If both temperatures are from the second one, why one of this temperatures is always the same as the primary card (is the temperature that apperas in smartdoctor).


----------



## Hayder_Master (Nov 12, 2008)

i think sli not like two hdd in raid , first card run always before other card's that's mean it is always on load


----------



## modder (Nov 12, 2008)

ghostter said:


> This isn't the question, exactly question why I've two GPU temperatures in the secondary card? One of them is from the primary, or this two temperatures are from different sensors of the secondary card?.
> 
> If both temperatures are from the second one, why one of this temperatures is always the same as the primary card (is the temperature that apperas in smartdoctor).

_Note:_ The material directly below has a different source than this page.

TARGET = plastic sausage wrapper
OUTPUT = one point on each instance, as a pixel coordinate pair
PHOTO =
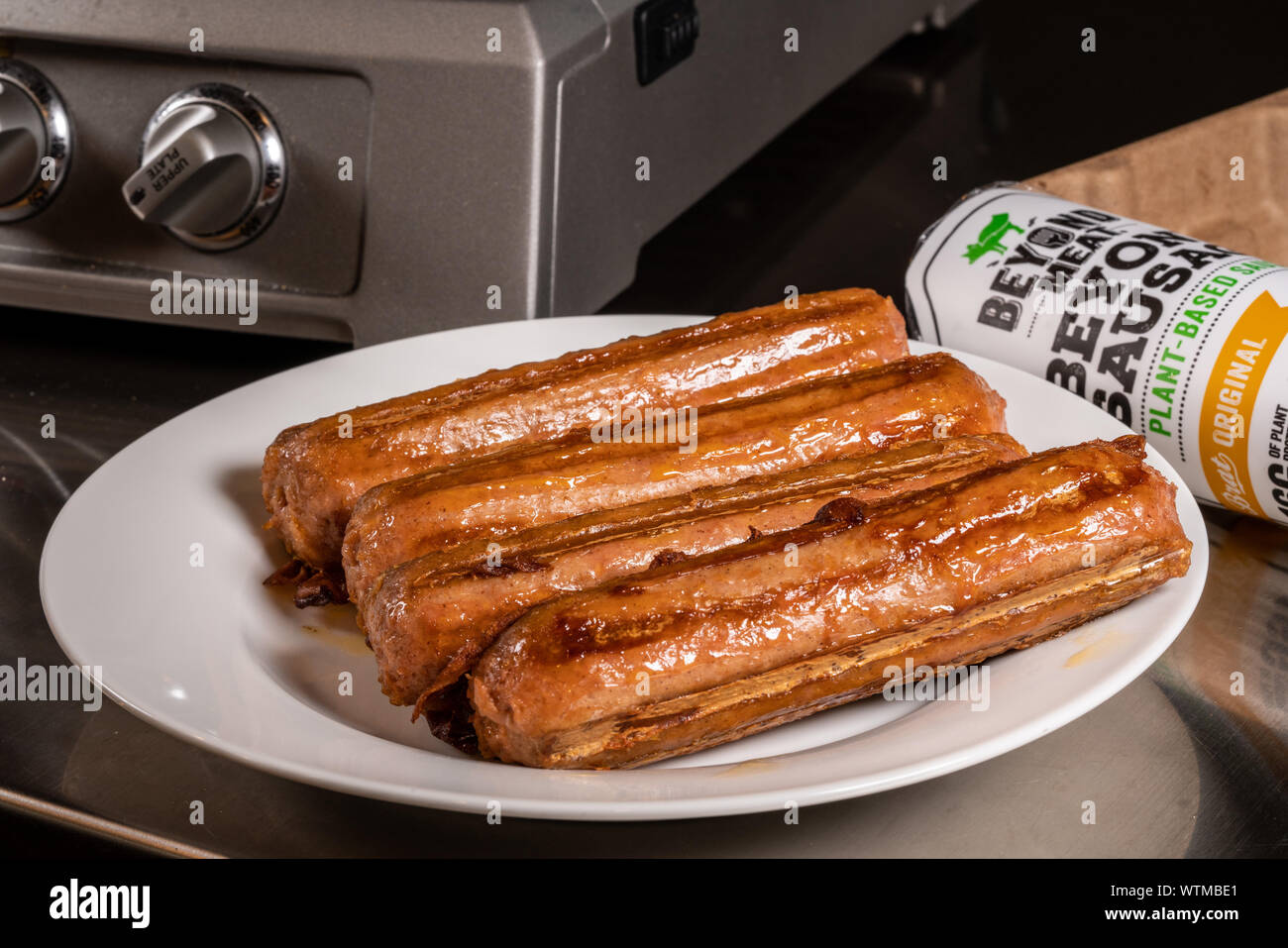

two GPU temperatures in the secondary card? 
answer
http://forums.techpowerup.com/showpost.php?p=978782&postcount=7


----------



## ghostter (Nov 12, 2008)

Ok, thanks!

Which one is the reference?? The lower one or the higher?


----------



## modder (Nov 12, 2008)

ghostter said:


> Ok, thanks!
> 
> Which one is the reference?? The lower one or the higher?


IMO there's no real references, because one from  on-die sensor and the other from the fan controller ic(which also reads the core temperature via diode).In fact diodes don't use the same path to read temperature.To avoid problems,chooses the higher temp (in your case 63°).but it's very interesting to have two temperatures, why ?you can control if one diode is dead  .


----------



## ghostter (Nov 12, 2008)

Ok, thanks for all  .


----------



## W1zzard (Nov 12, 2008)

one temperature is read via the nvidia driver and the other temperature is read directly from the sensor chip. it is very possible that both are the same with just some offset/linearity correction applied


----------